Vencer é bom, mas vencer o Palmeiras dominando e esculachando é melhor ainda
Ainda que tenha recebido essa alcunha por conta de seus ombros largos, no que talvez seja o apelido de colégio que mais pegou até hoje, o cidadão ateniense nascido Arístocles mas conhecido popularmente como “Platão”, acabou se mostrando bem mais do que um corpinho sarado ou um adolescente que se curtiu muito durante a Guerra do Peloponeso.
Isso porque, enquanto discípulo de Sócrates – o filósofo, não o meia – Platão acabou se tornando um dos grandes nomes do pensamento ocidental, com um legado filosófico que vai desde avanços na dialética parmenidiana até importantes reflexões sobre o sistema político.
➕ JOÃO LUIS JR.: A surpresa que é o Flamengo fazendo aquilo que se espera dele
Mas uma de suas principais contribuições é, sem dúvidas, o conceito do idealismo platônico, que afirma que a informação que recebemos através dos sentidos é falha e ilusória, sendo o conhecimento real, as ideias verdadeiras, presentes num campo que só pode ser acessado pela intelecto. Ou seja, o ideal, o perfeito, não pode ser visto, ouvido, sentido, mas apenas pensado, refletido.
Qual não seria a surpresa do filho de Aristão e Perictíone, ao ver sua teoria sendo totalmente jogada por terra nesta quarta-feira à noite, quando o Flamengo aplicou pela Copa do Brasil, contra o Palmeiras, diante de um Maracanã lotado, o que só podemos descrever como o ideal platônico de um esculacho, a versão perfeita de um triunfo, a última estância metafísica da vitória merecida.
Primeiro porque houve o domínio absoluto e total da partida. Mais posse de bola, mais chutes, menos faltas, menos cartões, numa partida em que o Flamengo esteve tão senhor de si que o lance mais perigoso a favor do Palmeiras foi uma falta cobrada por Gérson em que Varela, que aparentemente acompanhava a partida através da sombras formadas em sua caverna, decidiu amarrar as chuteiras e acabou não apenas levando uma bolada na cabeça como armando um contra-ataque.
Depois porque a superioridade foi traduzida em gols. Um placar de 2×0 construído com as mesmas proporções de imensa qualidade técnica para superar uma das defesas mais fortes do Brasil, e intensa atenção e disposição para resolver na vontade e na força o que não pudesse ser resolvido apenas no toque de bola. Se o Flamengo teve cabeça e soube tocar a bola procurando espaços, ele também teve coração pra saber quando acelerar, quando vibrar, quando bater.
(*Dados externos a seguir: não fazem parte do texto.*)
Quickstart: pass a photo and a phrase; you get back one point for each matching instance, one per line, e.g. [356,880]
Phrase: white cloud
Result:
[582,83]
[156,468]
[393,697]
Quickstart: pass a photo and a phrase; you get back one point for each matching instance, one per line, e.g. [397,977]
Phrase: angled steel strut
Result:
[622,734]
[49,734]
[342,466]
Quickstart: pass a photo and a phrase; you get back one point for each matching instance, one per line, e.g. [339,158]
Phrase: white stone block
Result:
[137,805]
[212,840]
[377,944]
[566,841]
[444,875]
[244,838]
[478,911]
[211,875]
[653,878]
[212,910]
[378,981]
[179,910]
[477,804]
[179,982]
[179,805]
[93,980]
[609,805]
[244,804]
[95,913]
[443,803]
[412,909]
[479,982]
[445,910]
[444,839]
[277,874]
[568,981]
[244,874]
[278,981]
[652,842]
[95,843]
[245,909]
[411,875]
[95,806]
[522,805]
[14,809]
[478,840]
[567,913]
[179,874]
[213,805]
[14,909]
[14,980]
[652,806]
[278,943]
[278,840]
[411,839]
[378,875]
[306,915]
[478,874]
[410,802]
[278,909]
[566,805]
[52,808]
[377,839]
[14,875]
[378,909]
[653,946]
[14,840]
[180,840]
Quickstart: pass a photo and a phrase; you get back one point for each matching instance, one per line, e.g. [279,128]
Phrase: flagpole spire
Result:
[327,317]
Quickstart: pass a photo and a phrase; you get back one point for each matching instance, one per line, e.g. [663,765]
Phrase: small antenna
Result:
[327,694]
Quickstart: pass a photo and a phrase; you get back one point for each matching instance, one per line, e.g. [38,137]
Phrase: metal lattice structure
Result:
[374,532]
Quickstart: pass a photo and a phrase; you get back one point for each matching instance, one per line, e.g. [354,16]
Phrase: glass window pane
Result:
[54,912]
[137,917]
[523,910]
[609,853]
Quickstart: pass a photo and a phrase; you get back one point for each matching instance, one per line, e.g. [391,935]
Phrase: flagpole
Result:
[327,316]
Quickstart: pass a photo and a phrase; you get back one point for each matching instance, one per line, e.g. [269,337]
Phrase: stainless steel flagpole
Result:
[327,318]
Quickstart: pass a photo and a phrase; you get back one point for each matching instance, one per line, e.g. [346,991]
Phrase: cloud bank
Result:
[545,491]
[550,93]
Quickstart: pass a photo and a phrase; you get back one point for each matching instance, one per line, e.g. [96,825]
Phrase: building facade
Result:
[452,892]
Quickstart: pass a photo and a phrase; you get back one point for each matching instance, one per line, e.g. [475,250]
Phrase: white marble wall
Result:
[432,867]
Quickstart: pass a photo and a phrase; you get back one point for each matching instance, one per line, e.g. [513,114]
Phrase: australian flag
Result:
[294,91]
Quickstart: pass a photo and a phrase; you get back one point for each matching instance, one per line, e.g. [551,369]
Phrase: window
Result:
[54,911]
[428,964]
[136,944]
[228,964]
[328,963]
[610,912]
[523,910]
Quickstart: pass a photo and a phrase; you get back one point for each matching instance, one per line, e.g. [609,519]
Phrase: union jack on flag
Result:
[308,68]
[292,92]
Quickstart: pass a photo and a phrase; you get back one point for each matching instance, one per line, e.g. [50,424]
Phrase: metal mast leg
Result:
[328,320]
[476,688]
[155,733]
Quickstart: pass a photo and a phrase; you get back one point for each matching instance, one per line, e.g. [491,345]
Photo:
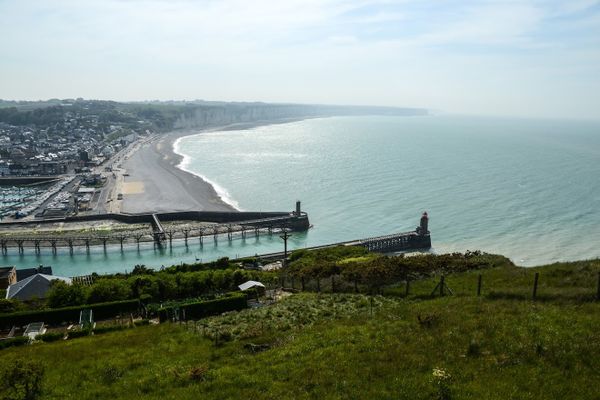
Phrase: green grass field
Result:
[501,345]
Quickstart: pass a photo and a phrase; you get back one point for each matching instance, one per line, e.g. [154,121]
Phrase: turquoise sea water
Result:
[528,189]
Somando a isso uma atuação no mínimo confusa da arbitragem e a decisão do goleiro palmeirense de começar a fazer cera já aos 5 minutos do primeiro tempo – algo totalmente compreensível e justificável, mas que acaba se tornando um motivo extra de comemoração quando, depois de tomar os gols, ele começou a cobrar agilidade na reposição de bola da nossa equipe – e você tem um cenário em que a vitória, além de importante, acaba se tornando ainda mais saborosa e divertida.
Sem esquecer, é claro, grandes atuações de toda equipe, que contou com um Arrascaeta endiabrado, Gérson maior que as costas de Platão, Pedro artilheiro até em libras, um show da dupla de zaga e o herói Luiz Araújo, que entrou para substituir Cebolinha e fez uma de suas melhores atuações com a camisa rubro-negra, com uma assistência e o gol que ampliou o placar.
Então ainda que sim, siga valendo o clichê de que 2×0 é um placar perigoso e estejamos diante de um adversário que jamais pode ser subestimado, é preciso reconhecer que, nesta noite de quarta-feira, estivemos talvez diante de uma das mais perfeitas versões do Flamengo que podem existir. Criativo, inteligente, técnico, combativo, disposto.
Afinal, como dizia o próprio Platão, “existe em cada um de nós, mesmo aqueles que parecem ser os mais moderados, um tipo de desejo que é terrível, selvagem e sem lei”. Ele apenas esqueceu de completar, talvez por ter vivido ali por volta de 400 antes de Cristo, que esse desejo é o famoso desejo de ver o Flamengo campeão. E que jogando assim, parece que podemos realizar.